When I went back into the room, Stephen was awake enough to be himself in pieces. “You look like you want to fight something,” he told me.

“I do,” I said. “But I’ll settle for making you drink water.”

He grimaced and complied.

Mom started awake and pretended she hadn’t been sleeping at all. Darla texted me a string of knives and hearts that translated to I’m proud of you and also I will cut anyone who touches this family .

Atticus came to the bedside and hooked his thumb into his pocket like he didn’t know what to do with his hands. “You always did want to win,” he told Stephen.

“Gonna,” Stephen said.

“Good,” Atticus answered. “I’ll see to it.”

When the nurse took new vitals and the machines quieted, I found the little family chapel that smells like wood polish and someone else’s prayers.

I didn’t kneel. I don’t like ritual I didn’t consent to.

I sat in the back and let myself rest against a pew.

I told the air the truth: I don’t believe in barter.

I do believe in stubbornness. I asked for enough of that to go around.

Atticus came in and sat beside me like we’d agreed on it a long time ago. He didn’t look at the cross. He looked at me.

“Do you want me to stay tonight?” he asked. “In the chair by your brother’s bed.”

“Yes,” I said, and it wasn’t strategic. It was the answer to the question under the question.

“Okay,” he said, and that was that.

We walked back together. He didn’t reach for my hand. He didn’t need to. The space between our bodies behaved itself in a way that felt like respect and claim at once.

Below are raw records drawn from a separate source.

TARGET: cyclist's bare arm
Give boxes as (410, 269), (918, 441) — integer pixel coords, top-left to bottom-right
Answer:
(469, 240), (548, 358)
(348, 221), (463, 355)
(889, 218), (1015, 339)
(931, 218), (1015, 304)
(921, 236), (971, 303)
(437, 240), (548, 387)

The last thing I heard before sleep elbowed me was Atticus’s voice in the corner where the chair lived. Low, sure, saying nothing to no one, and still somehow telling the night what it was allowed to do.

The doors would shut. The men who’d sniffed my edges would learn what it cost to step too close to anything with my name on it. My brother would have blood and bone he could borrow. And me—I would have to choose the truth I could live inside.

When I opened my eyes again the world was kinder than it had been. A nurse whispered, “Good morning,” like everything was going to be okay. Atticus unfolded himself from the chair with a wince he didn’t think anyone saw. I saw it. He caught me looking and let me.

“Pre-op at four tomorrow,” the coordinator said from the doorway, like she’d been waiting for her moment. “We’re moving quickly. It’s what he needs.”

“Good,” Atticus said.

It was good. Very, very good.

Until Stephen was healthy again, nothing else really mattered.